After lunch, walk over to the Castel San Pietro viewpoint and let everyone reset for a while; this is the city’s best panoramic stop, with the whole curve of Verona laid out below, from the river to the rooftops. It’s the place for the group photo and for just sitting a bit, especially if the heat is building—bring water, because June afternoons can get warm fast. In the late afternoon, head back down toward the river and finish at Osteria Sottoriva, one of those wonderfully old-school lanes where dinner feels casual, local, and a little bit hidden from the busiest tourist flow. It’s a good end-of-day choice for a mixed-age group: more relaxed than a polished restaurant, with pastas, risotti, and simple Veronese plates that usually land around €18–30 per person. If the teens still have energy after dinner, the walk back through the riverfront at dusk is one of the nicest easy strolls in the city.
Start the day slowly at Basilica di San Zeno Maggiore, which is exactly the right kind of final-day anchor: calm, beautiful, and not packed with the same energy as the city center. Aim for the first hour after opening if you can, when the light is best and the square is still quiet. Entry is usually around €4–6, and you’ll want about an hour to really take in the Romanesque façade, the bronze doors, and the peaceful interior. For teenagers, this works well because it’s impressive without feeling like a “museum chore” — and the neighborhood around it sets the tone for an unhurried last day.
From there, wander a few minutes into the Piazza San Zeno market area, where the rhythm of the neighborhood feels very local and unpolished in the best way. On market days, you’ll find produce stalls, flowers, and everyday Verona life rather than tourist crowds; even when it’s quieter, the square is still good for a coffee and people-watching. It’s an easy 30-minute stop, so don’t over-plan it — this is where you let the day breathe before drifting on to the next thing.
A short walk brings you to Gelateria Ponte Pietra for a mid-morning gelato break, which is basically the simplest way to keep four teenagers happy without killing the pace. Expect around €3–5 per cone or cup, and it’s worth choosing something light before lunch since the day is moving toward a proper sit-down meal. After that, head to Osteria al Duca for lunch — a solid, classic Verona choice that feels special without being fussy. Book if you can, especially in June; lunch here typically runs about €20–35 per person depending on drinks and sharing plates, and 75 minutes is about right if you want to enjoy it without rushing. Ask for local staples like risotto all’Amarone or pastissada if they have it, and keep a little room for the next stop.

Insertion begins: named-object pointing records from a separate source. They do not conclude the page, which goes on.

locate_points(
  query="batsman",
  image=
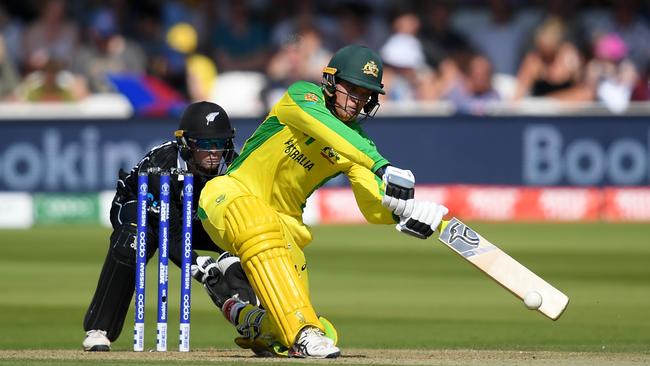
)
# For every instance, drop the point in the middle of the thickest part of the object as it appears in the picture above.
(255, 210)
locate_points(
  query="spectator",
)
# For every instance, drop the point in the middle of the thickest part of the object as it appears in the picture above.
(553, 67)
(405, 71)
(240, 40)
(52, 83)
(9, 77)
(11, 31)
(626, 21)
(439, 40)
(611, 74)
(500, 34)
(472, 91)
(301, 58)
(358, 25)
(200, 71)
(107, 52)
(303, 14)
(50, 37)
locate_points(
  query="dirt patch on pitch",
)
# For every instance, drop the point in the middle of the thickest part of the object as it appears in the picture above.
(350, 357)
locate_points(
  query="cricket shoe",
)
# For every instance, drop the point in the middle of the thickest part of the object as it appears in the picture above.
(312, 342)
(96, 341)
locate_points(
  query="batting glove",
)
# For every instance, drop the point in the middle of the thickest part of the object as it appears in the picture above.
(423, 220)
(400, 190)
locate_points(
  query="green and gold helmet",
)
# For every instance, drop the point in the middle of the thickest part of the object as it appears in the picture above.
(358, 65)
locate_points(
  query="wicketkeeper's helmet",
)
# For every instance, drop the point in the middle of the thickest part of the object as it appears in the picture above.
(206, 127)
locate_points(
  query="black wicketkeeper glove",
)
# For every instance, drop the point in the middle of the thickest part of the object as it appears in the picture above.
(223, 279)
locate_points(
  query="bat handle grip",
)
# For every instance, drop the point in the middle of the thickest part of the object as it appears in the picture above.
(442, 226)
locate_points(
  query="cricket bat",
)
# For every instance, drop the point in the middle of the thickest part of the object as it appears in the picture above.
(501, 267)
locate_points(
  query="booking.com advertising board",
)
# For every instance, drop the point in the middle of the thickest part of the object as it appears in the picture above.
(85, 156)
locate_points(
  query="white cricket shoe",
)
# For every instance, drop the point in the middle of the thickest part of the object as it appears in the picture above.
(311, 342)
(96, 341)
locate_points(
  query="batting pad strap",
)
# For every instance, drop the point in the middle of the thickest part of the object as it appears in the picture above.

After lunch, make the brief hop to Arco dei Gavi, a quick but worthwhile historical stop that gives the day a little final structure before it loosens again. You only need about 20 minutes here — it’s more of a “look, snap, and appreciate” stop than a long visit — but it adds a nice sense of Verona’s layers before you finish by the river. Then head down toward Lungadige San Giorgio, where the city slows down beautifully in the late afternoon. This is the best moment to just walk, lean on a railing, and watch the light soften over the Adige; if the group still has energy, keep going for a longer loop, but if not, this is a perfect place to sit and let the trip land. It’s one of those Verona endings that feels simple in the moment and becomes the memory you keep.